Disputing COVID-19 suit, Weber County points to 1900 smallpox controls
OGDEN — Weber County officials have invoked a 122-year-old Utah Supreme Court decision in their defense against allegations that COVID-19 protocols violated the constitutional rights of a junior high student who was told to stay home due to his exposure to the coronavirus.
In 1900, the state’s high court ruled that Salt Lake City’s boards of health and education were legally justified in excluding unvaccinated children from city schools during a smallpox epidemic. The court said while it was true that a child had a right to attend school, the privilege may be lost due to misconduct or refusal to obey the rules.
That legal framework holds true now, attorneys for Weber County said in a document responding to a civil suit filed on Jan. 6 by Benjamin and DeAnn Heaton of Plain City, who alleged their son was illegally kept from class at Wahlquist Junior High School in 2020.
The Heatons’ suit, in 2nd District Court, claimed their son was twice held in a Wahlquist storage closet after showing up to classes while under a COVID-19 quarantine order. The Weber School District denied the student was kept in a storage closet.
The Heatons accused officials of the school district, the Weber County Sheriff’s Office, the Utah State Board of Education and the Weber-Morgan Health Department of conspiring to block the teenager from disobeying an Oct. 30, 2020, directive that he stay home from school because he had been exposed to someone who had tested positive for COVID-19.
The USBE and the school district have yet to respond to the lawsuit in court. But Weber County, representing the health department and the sheriff’s office, filed a motion on Feb. 11 asking Judge Craig Hall to dismiss the case.
“The COVID-19 pandemic has affected society in innumerable ways, and government actors worldwide have taken unprecedented actions — often with incomplete information — in an attempt to stem the disease’s potentially deadly tide,” the motion said. “The authority of government actors to make such decisions, even flawed decisions, has long been recognized as a proper exercise of state power in Utah, especially in public education.”
The county’s motion said case law, including the more than century-old state Supreme Court case, demonstrates that “a child can be excluded from school for the sake of their health and the health of others.”
The Heatons’ suit also alleged unconstitutional interference by sheriff’s deputies during the time of the student trying to board a school bus while under the no-attendance order. A sheriff’s deputy once talked to Benjamin Heaton, a deputy had a picture of Heaton, and a sheriff’s vehicle parked near their house at least once, but those actions do not “rise to the level of a due process violation,” the county response said.
At the time, sheriff’s deputies said they were in the area just to keep the peace.
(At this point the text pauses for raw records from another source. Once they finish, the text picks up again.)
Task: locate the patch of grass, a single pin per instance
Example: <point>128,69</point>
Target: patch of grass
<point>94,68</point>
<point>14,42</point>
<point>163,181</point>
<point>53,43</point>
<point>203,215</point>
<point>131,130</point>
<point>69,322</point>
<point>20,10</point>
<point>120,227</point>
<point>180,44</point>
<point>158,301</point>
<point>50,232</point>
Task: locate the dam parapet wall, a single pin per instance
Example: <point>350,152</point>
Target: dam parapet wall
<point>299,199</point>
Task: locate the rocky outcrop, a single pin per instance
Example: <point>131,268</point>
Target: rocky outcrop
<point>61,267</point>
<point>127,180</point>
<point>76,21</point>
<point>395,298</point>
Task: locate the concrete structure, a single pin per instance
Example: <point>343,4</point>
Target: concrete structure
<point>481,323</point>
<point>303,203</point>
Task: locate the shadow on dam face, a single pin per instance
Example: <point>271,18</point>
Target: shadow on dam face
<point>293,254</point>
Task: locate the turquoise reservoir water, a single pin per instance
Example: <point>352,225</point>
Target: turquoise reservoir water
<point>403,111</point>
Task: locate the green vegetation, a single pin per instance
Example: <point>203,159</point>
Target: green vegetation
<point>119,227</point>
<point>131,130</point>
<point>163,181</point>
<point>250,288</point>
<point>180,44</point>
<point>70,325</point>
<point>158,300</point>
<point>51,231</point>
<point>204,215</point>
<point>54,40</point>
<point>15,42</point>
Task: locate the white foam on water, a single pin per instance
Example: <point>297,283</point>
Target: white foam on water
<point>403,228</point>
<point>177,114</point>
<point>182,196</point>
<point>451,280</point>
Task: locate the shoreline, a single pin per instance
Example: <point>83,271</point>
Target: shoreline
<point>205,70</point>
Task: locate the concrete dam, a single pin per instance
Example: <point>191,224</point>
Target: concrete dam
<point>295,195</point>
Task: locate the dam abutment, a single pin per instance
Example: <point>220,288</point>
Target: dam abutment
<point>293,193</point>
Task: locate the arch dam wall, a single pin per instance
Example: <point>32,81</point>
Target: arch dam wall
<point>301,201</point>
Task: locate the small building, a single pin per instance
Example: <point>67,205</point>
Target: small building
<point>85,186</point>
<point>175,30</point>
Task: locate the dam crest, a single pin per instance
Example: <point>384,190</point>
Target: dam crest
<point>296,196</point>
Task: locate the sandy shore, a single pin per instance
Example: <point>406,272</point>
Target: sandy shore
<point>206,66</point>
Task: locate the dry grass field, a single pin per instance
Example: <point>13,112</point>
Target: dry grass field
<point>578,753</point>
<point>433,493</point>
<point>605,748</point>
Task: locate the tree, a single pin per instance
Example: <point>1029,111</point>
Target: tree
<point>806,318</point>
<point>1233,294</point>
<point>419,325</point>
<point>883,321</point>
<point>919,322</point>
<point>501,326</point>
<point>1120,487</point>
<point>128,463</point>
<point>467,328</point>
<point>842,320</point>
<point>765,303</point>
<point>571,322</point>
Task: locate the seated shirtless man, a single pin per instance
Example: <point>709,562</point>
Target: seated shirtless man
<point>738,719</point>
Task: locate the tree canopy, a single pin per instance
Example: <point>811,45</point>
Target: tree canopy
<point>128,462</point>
A YouTube video that Benjamin Heaton posted showed him confronting school personnel and demanding that his son be allowed to board the bus.
According to the suit, the boy was told to stay home until at least Nov. 6, 2020, because of the exposure, but he arrived at school Nov. 2. He allegedly was intercepted by school personnel and “forced to remain in a storage closet with no window.” He returned to school the next day and was put back in the closet, the suit said.
The Heatons’ attorney, J.M. Philpot, wrote in the suit that the claim is based on students’ constitutional right to attend public school and that the defendants “unlawfully adopted and implemented arbitrary rules and policies in response to the COVID-19 pandemic.”
Officials allegedly targeted the Heatons “to perpetuate an agenda that required fear and intimidation in order to cover up their absolute lack of evidence that school age children and their teachers are at some level of risk that would justify violation of fundamental and unalienable rights.”
Weber School District officials said in a statement in response to the suit in January that no one was put in a closet — the student reportedly was placed in a 300-square-foot room. “We believe the facts of this case will show the school and district followed the health guidelines that were in place at that time in order to protect students and staff against COVID-19,” the district said.
The county’s motion seeking dismissal of the case argued that the suit has no legitimate, legal basis and should be thrown out.
Philpot did not immediately respond Friday to a request for comment.